It is scarcely surprising that an age of such colossal dislocations and disasters should have been marked by violent social conflicts. Everywhere in Europe the fourteenth and fifteenth centuries brought peasant risings. The French
jacquerie
of 1358 which led to over 30,000 deaths and the English Peasants’ Revolt of 1381, which for a time captured London, were especially notable. The roots of rebellion lay in the ways in which landlords had increased their demands under the spur of necessity and in the new demands of royal tax collectors. Combined with famine, plague and war they made an always miserable existence intolerable. ‘We are made men in the likeness of Christ, but you treat us like savage beasts,’ was the complaint of English peasants who rebelled in 1381. Significantly, they appealed to the Christian standards of their civilization; the demands of medieval peasants were often well formulated and effective but it is anachronistic to see in them a nascent socialism.

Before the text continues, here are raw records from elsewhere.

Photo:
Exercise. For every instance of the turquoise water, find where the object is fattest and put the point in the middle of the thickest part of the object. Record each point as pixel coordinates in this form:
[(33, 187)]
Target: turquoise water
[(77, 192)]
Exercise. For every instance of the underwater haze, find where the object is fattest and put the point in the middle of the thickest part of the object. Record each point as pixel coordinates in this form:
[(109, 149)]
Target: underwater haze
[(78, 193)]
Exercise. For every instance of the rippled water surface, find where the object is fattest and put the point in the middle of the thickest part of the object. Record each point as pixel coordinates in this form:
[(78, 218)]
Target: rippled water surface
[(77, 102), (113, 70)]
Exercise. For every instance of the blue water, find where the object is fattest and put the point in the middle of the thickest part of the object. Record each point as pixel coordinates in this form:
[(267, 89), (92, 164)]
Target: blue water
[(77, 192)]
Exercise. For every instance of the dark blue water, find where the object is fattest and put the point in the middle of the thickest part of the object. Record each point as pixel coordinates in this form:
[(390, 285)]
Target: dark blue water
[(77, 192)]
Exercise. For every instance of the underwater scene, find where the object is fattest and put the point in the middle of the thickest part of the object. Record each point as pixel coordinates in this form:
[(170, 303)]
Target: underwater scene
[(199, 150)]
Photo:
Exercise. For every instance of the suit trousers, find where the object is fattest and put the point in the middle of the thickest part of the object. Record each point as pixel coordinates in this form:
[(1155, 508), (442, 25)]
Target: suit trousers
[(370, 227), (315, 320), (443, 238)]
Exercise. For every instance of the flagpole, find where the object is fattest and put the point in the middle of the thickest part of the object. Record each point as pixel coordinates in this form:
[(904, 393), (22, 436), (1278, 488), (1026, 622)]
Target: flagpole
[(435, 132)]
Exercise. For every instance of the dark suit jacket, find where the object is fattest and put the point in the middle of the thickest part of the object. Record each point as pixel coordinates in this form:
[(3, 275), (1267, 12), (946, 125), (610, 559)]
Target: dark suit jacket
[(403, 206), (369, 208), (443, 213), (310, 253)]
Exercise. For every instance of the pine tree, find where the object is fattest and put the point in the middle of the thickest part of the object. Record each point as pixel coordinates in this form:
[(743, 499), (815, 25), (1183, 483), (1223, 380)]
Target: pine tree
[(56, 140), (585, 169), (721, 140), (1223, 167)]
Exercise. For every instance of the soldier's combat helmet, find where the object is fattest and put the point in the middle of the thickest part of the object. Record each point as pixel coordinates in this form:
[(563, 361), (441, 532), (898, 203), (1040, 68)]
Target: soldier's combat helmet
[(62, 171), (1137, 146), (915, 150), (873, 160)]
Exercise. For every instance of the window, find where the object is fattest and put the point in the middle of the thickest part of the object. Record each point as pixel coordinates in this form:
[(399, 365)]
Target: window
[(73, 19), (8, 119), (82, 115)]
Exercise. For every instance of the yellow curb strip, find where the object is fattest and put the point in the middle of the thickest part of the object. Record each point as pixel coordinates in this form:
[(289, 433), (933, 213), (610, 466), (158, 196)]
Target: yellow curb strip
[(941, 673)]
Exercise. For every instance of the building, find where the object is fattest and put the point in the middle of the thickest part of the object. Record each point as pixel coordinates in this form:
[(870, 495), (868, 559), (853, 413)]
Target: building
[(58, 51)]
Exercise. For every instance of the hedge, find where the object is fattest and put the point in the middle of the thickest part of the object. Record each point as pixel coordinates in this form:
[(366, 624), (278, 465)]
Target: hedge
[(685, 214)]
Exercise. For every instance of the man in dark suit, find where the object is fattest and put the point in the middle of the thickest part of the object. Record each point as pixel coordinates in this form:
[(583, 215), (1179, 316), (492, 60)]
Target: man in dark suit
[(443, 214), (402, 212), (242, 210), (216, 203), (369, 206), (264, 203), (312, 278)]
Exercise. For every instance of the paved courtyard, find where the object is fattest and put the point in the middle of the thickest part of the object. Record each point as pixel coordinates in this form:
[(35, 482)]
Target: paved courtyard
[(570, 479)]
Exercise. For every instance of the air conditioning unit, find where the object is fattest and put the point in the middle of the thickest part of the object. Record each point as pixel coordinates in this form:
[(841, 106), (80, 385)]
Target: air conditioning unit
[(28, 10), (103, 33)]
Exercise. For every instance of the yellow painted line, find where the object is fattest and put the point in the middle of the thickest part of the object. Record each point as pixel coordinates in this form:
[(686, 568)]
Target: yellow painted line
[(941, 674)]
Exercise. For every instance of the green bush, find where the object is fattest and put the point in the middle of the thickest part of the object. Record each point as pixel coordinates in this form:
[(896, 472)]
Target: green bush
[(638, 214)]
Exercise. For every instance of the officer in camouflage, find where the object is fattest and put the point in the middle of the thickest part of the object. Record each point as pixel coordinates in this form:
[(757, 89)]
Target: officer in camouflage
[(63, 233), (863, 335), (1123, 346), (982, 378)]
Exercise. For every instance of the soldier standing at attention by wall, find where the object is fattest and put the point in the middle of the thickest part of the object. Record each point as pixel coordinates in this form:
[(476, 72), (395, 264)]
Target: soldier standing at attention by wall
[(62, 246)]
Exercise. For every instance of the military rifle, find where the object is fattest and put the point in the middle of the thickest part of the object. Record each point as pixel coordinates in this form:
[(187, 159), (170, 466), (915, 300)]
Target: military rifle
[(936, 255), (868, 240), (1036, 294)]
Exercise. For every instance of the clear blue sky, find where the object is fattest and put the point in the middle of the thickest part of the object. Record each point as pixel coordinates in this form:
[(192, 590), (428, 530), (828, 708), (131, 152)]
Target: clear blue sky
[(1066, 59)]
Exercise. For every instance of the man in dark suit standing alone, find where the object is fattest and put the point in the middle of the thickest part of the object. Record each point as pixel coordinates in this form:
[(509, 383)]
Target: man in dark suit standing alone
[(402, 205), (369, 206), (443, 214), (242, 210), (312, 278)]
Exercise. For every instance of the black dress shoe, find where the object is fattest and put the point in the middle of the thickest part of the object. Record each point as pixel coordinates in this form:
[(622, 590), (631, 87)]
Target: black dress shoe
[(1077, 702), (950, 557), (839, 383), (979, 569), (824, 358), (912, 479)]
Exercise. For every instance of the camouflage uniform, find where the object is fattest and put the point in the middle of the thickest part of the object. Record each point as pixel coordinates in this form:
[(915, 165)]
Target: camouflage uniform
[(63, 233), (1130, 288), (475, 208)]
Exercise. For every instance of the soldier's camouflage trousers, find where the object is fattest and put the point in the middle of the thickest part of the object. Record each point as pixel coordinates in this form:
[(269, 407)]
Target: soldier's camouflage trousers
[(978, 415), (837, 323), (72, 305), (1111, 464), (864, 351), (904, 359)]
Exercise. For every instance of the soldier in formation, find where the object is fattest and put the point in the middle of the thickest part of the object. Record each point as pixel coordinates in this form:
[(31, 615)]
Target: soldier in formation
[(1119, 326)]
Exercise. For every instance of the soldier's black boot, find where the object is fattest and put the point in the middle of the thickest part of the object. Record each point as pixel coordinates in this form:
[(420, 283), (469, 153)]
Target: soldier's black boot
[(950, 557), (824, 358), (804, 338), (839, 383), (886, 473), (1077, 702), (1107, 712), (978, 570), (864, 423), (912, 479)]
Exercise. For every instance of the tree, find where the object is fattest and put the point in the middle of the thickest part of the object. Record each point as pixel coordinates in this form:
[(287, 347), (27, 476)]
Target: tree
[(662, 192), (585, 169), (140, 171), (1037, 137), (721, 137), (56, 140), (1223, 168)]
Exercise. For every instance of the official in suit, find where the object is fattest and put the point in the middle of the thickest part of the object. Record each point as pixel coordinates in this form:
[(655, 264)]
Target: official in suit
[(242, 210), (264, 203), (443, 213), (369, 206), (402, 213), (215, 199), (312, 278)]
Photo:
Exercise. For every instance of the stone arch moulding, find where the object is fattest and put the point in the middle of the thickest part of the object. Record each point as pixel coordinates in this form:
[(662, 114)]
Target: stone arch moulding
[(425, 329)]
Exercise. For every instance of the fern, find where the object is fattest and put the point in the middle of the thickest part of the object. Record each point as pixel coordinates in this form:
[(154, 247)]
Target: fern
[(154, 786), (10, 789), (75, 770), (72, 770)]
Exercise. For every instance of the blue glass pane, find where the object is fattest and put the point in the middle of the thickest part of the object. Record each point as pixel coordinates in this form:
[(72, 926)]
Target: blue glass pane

Demographic disaster on such a scale paradoxically made things better for some poor men. One obvious and immediate result was a severe shortage of labour; the pool of permanently underemployed had been brutally dried up. A rise in real wages followed. Once the immediate impact of the fourteenth-century disasters had been absorbed the standard of living of the poor may have risen slightly, for the price of cereals tended to fall. The tendency for the economy, even in the countryside, to move on to a
money basis was speeded up by the labour shortage. By the sixteenth century, serf labour and servile status had both receded a long way in western Europe, particularly in England. This weakened the manorial structure and the feudal relationships clustered about it. Landlords were also suddenly confronted with a drop in their rent incomes. In the previous two centuries the habits of consumption of the better-off had become more expensive. Now property-owners suddenly ceased to grow more prosperous. Some landlords could adapt. They could, for example, switch from cultivation, which required much labour, to sheep-running which required little. In Spain there were still even possibilities of taking in more land and living directly off it. Moorish estates were the reward of the soldier of the Reconquest. Elsewhere, many landlords simply let their poorer land go out of cultivation.
The results are very hard to pin down, but they were bound to stimulate further and faster social change. Medieval society changed dramatically, and sometimes in oddly assorted ways, between the tenth century and the sixteenth. Even at the end of that age, though, it seems still almost unimaginably remote. Its obsession with status and hierarchy is one index of this. Medieval European man was defined by his legal status. Instead of being an individual social atom, so to speak, he was the point at which a number of coordinates met. Some of them were set by birth and the most obvious expression of this was the idea of nobility. The noble society, which was to remain a reality in some places until the twentieth century, was already present in its essentials in the thirteenth. Gradually, warriors had turned into landowners. Descent then became important because there were inheritances to argue about. One indicator was the rise of the sciences of heraldry and genealogy, which have since had a profitable life right down to our own day. The first English duke was created in 1337, an expression of the tendency to find ways of singling out the greater magnates from among their peers. Symbolic questions of precedence became of intense interest; rank was at stake. From this rose the dread of disparagement, the loss of status which might follow for a woman from an unequal marriage or for a man from contamination by a lowly occupation. For centuries most noblemen in northern Europe took it for granted that only arms, the Church or the management of their own estates were fit occupations for their like. Trade, above all, was closed to them except through agents. Even when, centuries later, this barrier gave way, hostility to retail trade was the last thing to be abandoned by those who cared about these things. When a sixteenth-century French king called his Portuguese cousin ‘the grocer king’ he was being rude as well as witty and no doubt his courtiers laughed at the sneer.